Fifty years later, Heilbrunn and Wiercinsky showed that injection of CaCl2 directly into skeletal muscle fibers causes contraction and no other cation duplicated this effect. They concluded that "Calcium might be an activator of muscle."
A.V. Hill, the founder of muscle physiology, predicted that the activator of muscle must come from an internal source, since membrane depolarization is quickly followed by mechanical response, e.g., a skeletal muscle can be fully activated within a few milliseconds. Diffusion of an activator from the surface to the interior of a fiber would take a much longer time.

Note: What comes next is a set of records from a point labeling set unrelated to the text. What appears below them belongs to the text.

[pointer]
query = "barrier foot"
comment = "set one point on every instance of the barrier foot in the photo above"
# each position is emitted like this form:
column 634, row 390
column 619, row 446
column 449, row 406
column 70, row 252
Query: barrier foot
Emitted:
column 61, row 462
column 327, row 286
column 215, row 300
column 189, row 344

The experiments of Huxley and Taylor (1958): These authors raised the question, which part of the sarcomere is involved in activation of contraction? They mounted a single frog fiber under the microscope, immersed in physiological salt solution. Electrical pulse was applied through a very narrow pipette to the fiber, so that the tip of pipette was placed either to the center of the A band or I band. The I band shortened when the pipette was applied to the I band, whereas no response was obtained when the pipette was applied to the A band (Fig. CA1). It was shown later that in frog muscle the junction of transverse tubules (T tubules) and the sarcoplasmic reticulum (SR) are located in the I band, thus these experiments supported the concept that electrical stimulation of the tubules in muscle releases Ca2+ from SR.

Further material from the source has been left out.